Il telefono del 1930 non è lo smartphone di oggi, è voluminoso e ha un cavo. La protagonista di Cocteau se lo arrotola attorno al collo, in un gioco perverso di eccitazione sessuale e desiderio di morte. In Italia, negli anni Trenta, esso diventa bianco per la gente che può, simboleggia benessere, ricchezza; e viene immortalato nel “cinema dei telefoni bianchi”. Sarà invece nero per la gente comune.

E a proposito di cinema, come dimenticare la versione filmica Una voce umana (1948) interpretata da Anna Magnani, regista Roberto Rossellini? Cocteau ne fu soddisfatto, gli piacque che ci si mantenesse fedeli al testo originale, sebbene fossero cassati i riferimenti alle interferenze di altri personaggi. Filippo Annunziata ricorda mirabili interpretazioni: Ingrid Bergman e il regista Ted Kotcheff (1966), Sophia Loren e Edoardo Ponti (2014). E poi ancora le tre rivisitazioni che ne ha fatte Pedro Almodóvar, dal 1987 al 2020. Ma anche il teatro d’opera si è appassionato per la pièce, in particolare con l’omonimo capolavoro di Francis Poulenc, La voix humaine, dato all’Opéra-Comique nel 1958. La protagonista fu Denise Duval, che instaurò un rapporto intellettuale stretto con il musicista, e in un certo senso contribuì alla felice composizione dell’atto unico. Poulenc indulge allo stile declamato, al parlato; e aggiunge il sottotitolo “tragédie lyrique”, connettendo questo moderno monologo alla tradizione operistica francese del Seicento, che tanta importanza assegnava al recitativo. Questa e tante altre cose ci racconta sapientemente Annunziata.

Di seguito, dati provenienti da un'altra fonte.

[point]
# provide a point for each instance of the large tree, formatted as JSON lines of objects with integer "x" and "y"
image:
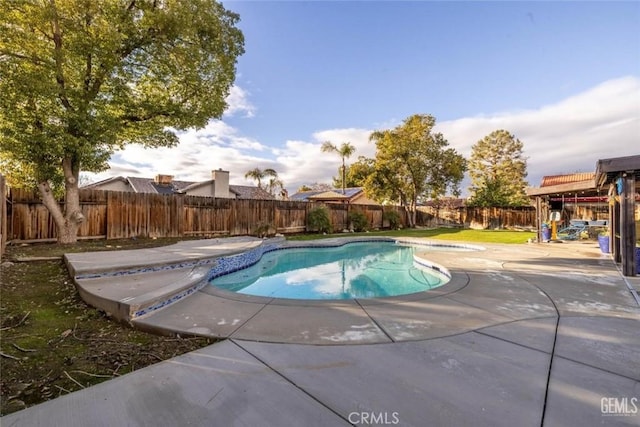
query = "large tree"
{"x": 344, "y": 151}
{"x": 498, "y": 170}
{"x": 80, "y": 79}
{"x": 412, "y": 163}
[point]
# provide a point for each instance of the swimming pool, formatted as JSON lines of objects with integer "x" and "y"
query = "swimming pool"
{"x": 353, "y": 270}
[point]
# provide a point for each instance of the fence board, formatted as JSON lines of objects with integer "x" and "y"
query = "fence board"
{"x": 118, "y": 215}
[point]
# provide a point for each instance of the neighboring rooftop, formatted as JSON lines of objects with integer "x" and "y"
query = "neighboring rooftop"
{"x": 165, "y": 184}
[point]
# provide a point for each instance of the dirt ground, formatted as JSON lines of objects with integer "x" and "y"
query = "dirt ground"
{"x": 52, "y": 343}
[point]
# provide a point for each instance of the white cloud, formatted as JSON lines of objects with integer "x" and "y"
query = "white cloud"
{"x": 238, "y": 102}
{"x": 564, "y": 137}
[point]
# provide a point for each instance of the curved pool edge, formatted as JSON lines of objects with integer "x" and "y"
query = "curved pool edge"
{"x": 242, "y": 261}
{"x": 447, "y": 310}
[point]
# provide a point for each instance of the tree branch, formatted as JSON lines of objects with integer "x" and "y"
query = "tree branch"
{"x": 59, "y": 57}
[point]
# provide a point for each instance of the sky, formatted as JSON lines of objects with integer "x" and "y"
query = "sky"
{"x": 562, "y": 77}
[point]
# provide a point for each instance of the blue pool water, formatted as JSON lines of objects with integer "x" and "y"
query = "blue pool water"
{"x": 354, "y": 270}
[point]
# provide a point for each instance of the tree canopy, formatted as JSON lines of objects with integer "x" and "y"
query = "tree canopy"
{"x": 412, "y": 163}
{"x": 498, "y": 170}
{"x": 80, "y": 79}
{"x": 345, "y": 150}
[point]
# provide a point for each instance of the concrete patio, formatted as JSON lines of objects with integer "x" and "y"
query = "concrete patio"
{"x": 524, "y": 335}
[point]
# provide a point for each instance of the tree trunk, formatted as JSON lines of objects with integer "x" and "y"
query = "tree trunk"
{"x": 67, "y": 221}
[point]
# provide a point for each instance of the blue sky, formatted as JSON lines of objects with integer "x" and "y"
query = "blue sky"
{"x": 564, "y": 77}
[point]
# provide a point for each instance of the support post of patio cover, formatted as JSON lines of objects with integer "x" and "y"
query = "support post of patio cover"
{"x": 627, "y": 225}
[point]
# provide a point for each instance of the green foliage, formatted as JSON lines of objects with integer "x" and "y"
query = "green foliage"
{"x": 412, "y": 162}
{"x": 393, "y": 217}
{"x": 498, "y": 170}
{"x": 455, "y": 234}
{"x": 356, "y": 175}
{"x": 260, "y": 174}
{"x": 263, "y": 229}
{"x": 358, "y": 221}
{"x": 318, "y": 220}
{"x": 81, "y": 79}
{"x": 344, "y": 151}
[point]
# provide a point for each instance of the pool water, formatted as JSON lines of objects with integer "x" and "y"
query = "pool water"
{"x": 354, "y": 270}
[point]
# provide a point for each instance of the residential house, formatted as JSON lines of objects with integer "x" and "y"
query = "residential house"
{"x": 218, "y": 186}
{"x": 353, "y": 196}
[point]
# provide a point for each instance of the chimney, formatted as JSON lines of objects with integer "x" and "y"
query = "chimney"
{"x": 221, "y": 184}
{"x": 163, "y": 179}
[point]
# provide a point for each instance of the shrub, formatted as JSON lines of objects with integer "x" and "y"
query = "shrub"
{"x": 318, "y": 220}
{"x": 358, "y": 221}
{"x": 393, "y": 217}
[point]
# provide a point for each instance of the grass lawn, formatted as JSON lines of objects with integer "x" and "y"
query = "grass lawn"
{"x": 458, "y": 234}
{"x": 53, "y": 343}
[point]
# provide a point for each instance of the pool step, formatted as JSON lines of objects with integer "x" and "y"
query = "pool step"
{"x": 130, "y": 296}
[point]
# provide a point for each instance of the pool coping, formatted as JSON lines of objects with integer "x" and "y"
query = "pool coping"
{"x": 188, "y": 274}
{"x": 194, "y": 308}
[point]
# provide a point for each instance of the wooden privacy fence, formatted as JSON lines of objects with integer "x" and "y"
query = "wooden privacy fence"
{"x": 118, "y": 215}
{"x": 478, "y": 218}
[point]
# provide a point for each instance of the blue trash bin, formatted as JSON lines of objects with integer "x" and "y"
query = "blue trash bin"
{"x": 603, "y": 242}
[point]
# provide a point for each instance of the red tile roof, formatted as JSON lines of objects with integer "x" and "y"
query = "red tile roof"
{"x": 566, "y": 179}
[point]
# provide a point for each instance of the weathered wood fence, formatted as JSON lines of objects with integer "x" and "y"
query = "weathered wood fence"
{"x": 477, "y": 218}
{"x": 118, "y": 215}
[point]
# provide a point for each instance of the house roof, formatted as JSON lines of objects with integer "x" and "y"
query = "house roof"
{"x": 335, "y": 194}
{"x": 148, "y": 185}
{"x": 328, "y": 195}
{"x": 249, "y": 192}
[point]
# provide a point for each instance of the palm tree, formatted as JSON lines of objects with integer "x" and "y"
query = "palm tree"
{"x": 259, "y": 174}
{"x": 275, "y": 183}
{"x": 344, "y": 151}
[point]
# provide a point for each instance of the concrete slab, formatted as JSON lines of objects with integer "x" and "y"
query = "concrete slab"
{"x": 469, "y": 379}
{"x": 538, "y": 334}
{"x": 505, "y": 294}
{"x": 611, "y": 344}
{"x": 579, "y": 396}
{"x": 190, "y": 250}
{"x": 201, "y": 314}
{"x": 328, "y": 324}
{"x": 220, "y": 385}
{"x": 431, "y": 318}
{"x": 478, "y": 353}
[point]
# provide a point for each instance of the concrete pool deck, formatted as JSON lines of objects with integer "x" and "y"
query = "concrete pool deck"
{"x": 523, "y": 335}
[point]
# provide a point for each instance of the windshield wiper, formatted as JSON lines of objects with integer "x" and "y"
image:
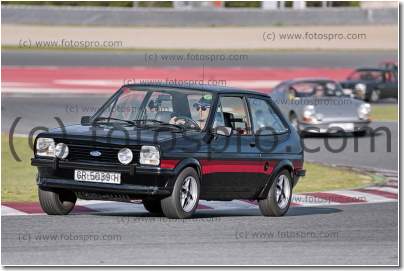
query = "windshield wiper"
{"x": 159, "y": 122}
{"x": 100, "y": 119}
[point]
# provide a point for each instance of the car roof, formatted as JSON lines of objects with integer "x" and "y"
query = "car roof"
{"x": 201, "y": 87}
{"x": 308, "y": 79}
{"x": 372, "y": 69}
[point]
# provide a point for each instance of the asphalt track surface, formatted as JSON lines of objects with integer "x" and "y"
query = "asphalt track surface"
{"x": 343, "y": 235}
{"x": 41, "y": 110}
{"x": 278, "y": 59}
{"x": 333, "y": 235}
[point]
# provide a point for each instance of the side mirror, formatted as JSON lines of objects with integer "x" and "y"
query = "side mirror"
{"x": 85, "y": 120}
{"x": 223, "y": 130}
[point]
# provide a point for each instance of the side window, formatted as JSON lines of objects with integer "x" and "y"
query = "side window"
{"x": 264, "y": 118}
{"x": 231, "y": 112}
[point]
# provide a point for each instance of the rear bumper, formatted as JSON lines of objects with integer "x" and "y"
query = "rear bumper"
{"x": 331, "y": 127}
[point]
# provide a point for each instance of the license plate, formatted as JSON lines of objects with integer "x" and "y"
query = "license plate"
{"x": 97, "y": 176}
{"x": 343, "y": 126}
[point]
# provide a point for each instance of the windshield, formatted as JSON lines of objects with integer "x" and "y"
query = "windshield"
{"x": 158, "y": 107}
{"x": 366, "y": 75}
{"x": 315, "y": 89}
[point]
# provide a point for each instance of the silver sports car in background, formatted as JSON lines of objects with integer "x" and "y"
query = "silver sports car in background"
{"x": 321, "y": 106}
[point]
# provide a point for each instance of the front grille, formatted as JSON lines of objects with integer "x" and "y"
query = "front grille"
{"x": 79, "y": 151}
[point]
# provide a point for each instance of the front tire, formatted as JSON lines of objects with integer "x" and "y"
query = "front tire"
{"x": 185, "y": 196}
{"x": 57, "y": 202}
{"x": 279, "y": 196}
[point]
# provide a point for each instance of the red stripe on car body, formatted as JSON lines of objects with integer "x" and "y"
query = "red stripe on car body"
{"x": 335, "y": 197}
{"x": 229, "y": 166}
{"x": 168, "y": 164}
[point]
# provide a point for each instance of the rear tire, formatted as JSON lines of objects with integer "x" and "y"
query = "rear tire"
{"x": 56, "y": 202}
{"x": 279, "y": 196}
{"x": 185, "y": 196}
{"x": 153, "y": 206}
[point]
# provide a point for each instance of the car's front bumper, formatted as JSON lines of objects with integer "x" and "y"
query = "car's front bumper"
{"x": 333, "y": 127}
{"x": 136, "y": 181}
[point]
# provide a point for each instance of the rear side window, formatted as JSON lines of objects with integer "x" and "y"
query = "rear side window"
{"x": 265, "y": 120}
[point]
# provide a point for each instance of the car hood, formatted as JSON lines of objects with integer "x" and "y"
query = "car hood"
{"x": 352, "y": 83}
{"x": 109, "y": 134}
{"x": 335, "y": 108}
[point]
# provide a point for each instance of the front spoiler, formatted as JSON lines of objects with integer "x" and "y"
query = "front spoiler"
{"x": 129, "y": 189}
{"x": 324, "y": 128}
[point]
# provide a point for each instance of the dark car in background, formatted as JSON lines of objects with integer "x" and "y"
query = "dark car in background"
{"x": 317, "y": 105}
{"x": 169, "y": 146}
{"x": 373, "y": 84}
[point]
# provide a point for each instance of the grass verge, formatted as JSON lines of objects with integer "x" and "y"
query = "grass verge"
{"x": 384, "y": 113}
{"x": 18, "y": 178}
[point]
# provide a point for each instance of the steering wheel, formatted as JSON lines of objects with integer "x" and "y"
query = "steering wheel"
{"x": 186, "y": 121}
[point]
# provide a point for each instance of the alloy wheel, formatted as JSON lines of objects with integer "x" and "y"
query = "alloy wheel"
{"x": 282, "y": 191}
{"x": 189, "y": 193}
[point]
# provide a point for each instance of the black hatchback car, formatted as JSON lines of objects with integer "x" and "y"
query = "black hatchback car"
{"x": 170, "y": 146}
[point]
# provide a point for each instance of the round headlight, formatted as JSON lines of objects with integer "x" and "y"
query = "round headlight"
{"x": 364, "y": 110}
{"x": 45, "y": 147}
{"x": 149, "y": 155}
{"x": 125, "y": 156}
{"x": 309, "y": 111}
{"x": 61, "y": 150}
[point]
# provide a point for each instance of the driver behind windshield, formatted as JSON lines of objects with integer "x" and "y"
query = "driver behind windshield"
{"x": 202, "y": 108}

Lo sappiamo che la tecnologia, telefono compreso, modifica la società, il nostro modo di pensare, soffrire, gioire, vivere. Non è forse accaduto così con il computer, il microscopio, l’aereo, la tac? È sempre stato così. Storici insigni come Marc Bloch e Lynn White hanno dimostrato l’impatto esercitato dalla tecnica nel Medioevo. Un esempio è l’invenzione e l’introduzione della staffa: consentì al cavaliere di reggersi al cavallo con le sole gambe, e di usare la lancia con entrambe le mani. Sommando alla propria forza quella dell’animale, egli diventa quasi imbattibile; chi combatte a piedi soccombe. Da questa minuscola invenzione si sviluppò un sistema militare, la cavalleria: attorno ad essa nasceranno rituali, organizzazioni sociali, una cultura nuova. E nel nostro futuro? Di certo la tecnologia andrà avanti e ci trasformerà: in meglio, si spera. A meno che non sopraggiunga il conflitto che tutti i potenti del mondo (a parole) dicono di voler evitare, quello nucleare: allora chi sopravviverà dovrà ripartire dalle frecce e dalla zappa.